China, specifically, has noticed a great change in its air quality. This has significantly helped not only China’s air quality, but the world’s, as China as a country is the largest polluter in the world. As China uses less fossil fuels, its citizens  see clearer skies. 

San Francisco, which is known to be a beautiful but smog-filled city, has also seen an increase in air quality. Only two weeks after establishing a shelter-in-place order, the Air Quality Index reached single digits, which is deemed excellent. This is not only due to the rain that has allowed the air to clear, but the significant decrease of cars on the road emitting carbon dioxide. 

Better air quality is not the only environmental positive of COVID-19. Venice, Italy, a historic city where citizens rely on canals for transportation, has seen the impacts as well. Italy has been severely affected by coronavirus, causing the country to shut down. This has significantly decreased the use of Venice’s canals, allowing the water to appear crystal clear. On a busy day prior to the pandemic, the sediment on the bottom of the canals would be picked up and tossed around by the boats and gondolas traveling through. However, the sediment can now remain on the bottom, making wildlife such as fish and swans visible through the transparent water. 

Many are aware that the origin of COVID-19 is connected to the wildlife meat trade in China. In response to this, China decided to ban the consumption of wild animals in late February. Although this ban is only temporary, many environmentalists are calling for it to be made permanent. Limiting the consumption of wild animals in China will have an immense impact on the preservation of wildlife throughout the world, as it can protect them from being hunted and traded. 

The city of Shenzhen, however, has decided to expand this ban. They banned not only the consumption of wild animals, but cats and dogs as well. This new law was put into effect on May 1, and although eating dogs and cats is no longer common in China, it will still have a major impact.

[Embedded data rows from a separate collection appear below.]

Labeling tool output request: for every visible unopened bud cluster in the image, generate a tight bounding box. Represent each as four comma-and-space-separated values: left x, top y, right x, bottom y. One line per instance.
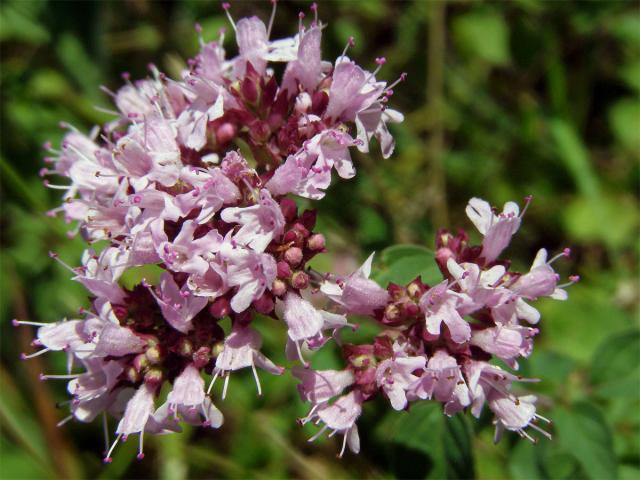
15, 2, 566, 462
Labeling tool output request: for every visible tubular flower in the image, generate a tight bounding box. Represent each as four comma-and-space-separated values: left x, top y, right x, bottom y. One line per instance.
14, 1, 577, 462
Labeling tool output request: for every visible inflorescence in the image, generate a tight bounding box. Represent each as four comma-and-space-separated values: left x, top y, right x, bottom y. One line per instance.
14, 2, 577, 462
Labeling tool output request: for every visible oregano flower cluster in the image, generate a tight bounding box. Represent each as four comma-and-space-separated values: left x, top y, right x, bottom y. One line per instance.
14, 2, 577, 462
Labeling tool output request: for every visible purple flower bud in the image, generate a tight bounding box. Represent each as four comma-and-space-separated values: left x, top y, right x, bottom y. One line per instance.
271, 278, 287, 297
253, 292, 275, 315
284, 247, 303, 267
291, 272, 309, 290
192, 347, 211, 368
144, 368, 163, 386
307, 233, 325, 252
209, 297, 231, 319
277, 262, 291, 279
280, 198, 298, 222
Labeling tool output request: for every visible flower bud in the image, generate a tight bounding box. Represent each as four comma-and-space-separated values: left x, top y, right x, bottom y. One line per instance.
144, 368, 164, 385
211, 342, 224, 358
144, 346, 162, 365
404, 302, 420, 317
209, 297, 231, 319
178, 338, 193, 357
240, 78, 258, 103
307, 233, 325, 252
133, 353, 149, 372
125, 366, 140, 383
253, 292, 275, 315
271, 278, 287, 297
280, 198, 298, 222
192, 347, 211, 368
277, 262, 291, 279
294, 92, 313, 115
216, 122, 237, 145
291, 271, 309, 290
384, 304, 400, 322
284, 247, 302, 267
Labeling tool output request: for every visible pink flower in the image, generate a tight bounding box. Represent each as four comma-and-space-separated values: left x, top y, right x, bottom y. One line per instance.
302, 392, 362, 457
151, 220, 222, 275
283, 292, 346, 342
151, 272, 208, 333
93, 323, 147, 357
104, 383, 156, 463
325, 57, 384, 121
221, 190, 285, 252
265, 130, 356, 200
282, 26, 322, 94
321, 253, 389, 315
412, 349, 464, 403
209, 325, 284, 399
74, 248, 126, 303
67, 359, 123, 422
114, 113, 182, 187
355, 102, 404, 158
509, 248, 567, 300
175, 167, 240, 224
471, 324, 538, 368
420, 280, 471, 343
466, 198, 521, 263
220, 242, 277, 313
167, 365, 224, 428
292, 367, 355, 405
376, 356, 427, 410
447, 258, 511, 315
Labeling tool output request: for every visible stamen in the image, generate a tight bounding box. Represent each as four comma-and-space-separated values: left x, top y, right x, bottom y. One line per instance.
222, 373, 231, 400
529, 423, 553, 440
294, 341, 309, 368
20, 347, 51, 360
49, 252, 78, 275
40, 373, 82, 382
102, 433, 122, 463
547, 248, 571, 265
102, 412, 109, 454
520, 195, 533, 218
307, 425, 329, 442
338, 37, 356, 62
207, 370, 220, 395
382, 72, 407, 95
11, 318, 48, 327
193, 22, 204, 47
251, 362, 262, 396
136, 430, 144, 460
338, 431, 349, 458
222, 2, 236, 31
556, 275, 580, 288
56, 415, 73, 427
267, 0, 278, 39
535, 413, 553, 425
42, 180, 73, 190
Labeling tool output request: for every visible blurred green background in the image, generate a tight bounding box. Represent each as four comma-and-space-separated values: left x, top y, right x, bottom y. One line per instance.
0, 0, 640, 480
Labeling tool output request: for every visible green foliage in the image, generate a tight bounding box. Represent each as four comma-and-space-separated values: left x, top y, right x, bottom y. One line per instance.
0, 0, 640, 479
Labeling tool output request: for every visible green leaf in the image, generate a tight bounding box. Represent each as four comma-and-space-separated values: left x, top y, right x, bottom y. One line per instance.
549, 119, 599, 197
563, 194, 639, 248
376, 245, 440, 285
554, 402, 618, 480
378, 402, 473, 478
56, 33, 100, 98
380, 245, 434, 265
590, 329, 640, 397
453, 11, 511, 65
609, 100, 640, 152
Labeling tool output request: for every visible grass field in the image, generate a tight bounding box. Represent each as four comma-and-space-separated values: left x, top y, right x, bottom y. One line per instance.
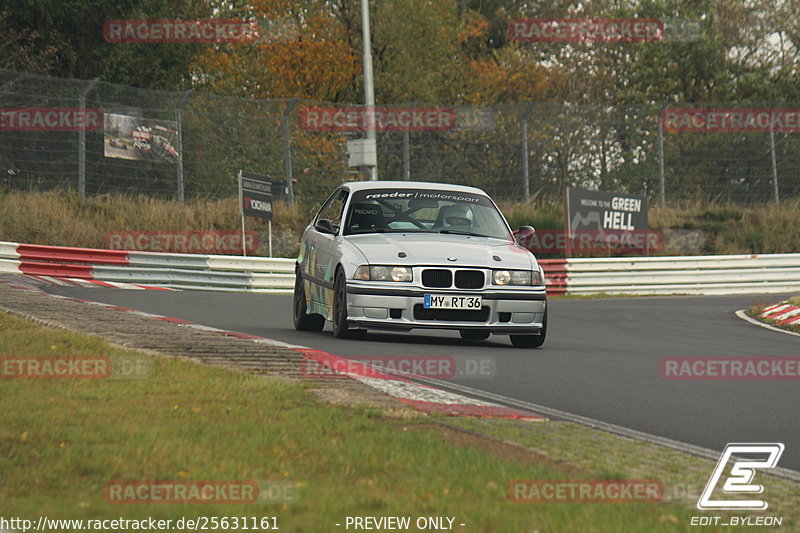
0, 191, 800, 257
0, 313, 735, 533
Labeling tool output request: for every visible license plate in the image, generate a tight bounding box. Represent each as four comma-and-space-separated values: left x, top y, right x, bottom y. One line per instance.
423, 294, 481, 309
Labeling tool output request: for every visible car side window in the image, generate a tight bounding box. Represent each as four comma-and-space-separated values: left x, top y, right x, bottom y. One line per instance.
317, 189, 347, 231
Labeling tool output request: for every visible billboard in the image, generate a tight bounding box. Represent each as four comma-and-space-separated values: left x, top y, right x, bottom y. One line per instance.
239, 171, 272, 220
103, 113, 180, 163
567, 187, 652, 251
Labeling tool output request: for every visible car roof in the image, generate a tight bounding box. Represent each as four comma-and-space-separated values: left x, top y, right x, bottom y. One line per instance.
342, 180, 489, 196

Approximately 10 million dogs and 4 million cats are killed in China each year, so banning the consumption of these animals in a major city such as Shenzhan will be significant.

Although these environmental benefits provide a silver lining to this horrifying pandemic, they will not last. When businesses and transportation reopen, air pollution will return and Venice’s canals will become cloudy again. China’s ban on the consumption of wild animals is only temporary to help with the effects of the outbreak. However, these temporary impacts all show that we are able to make a change. The fact that so many environmental positives have emerged in such a short period of time displays that humans can reverse the harm we have inflicted on this planet.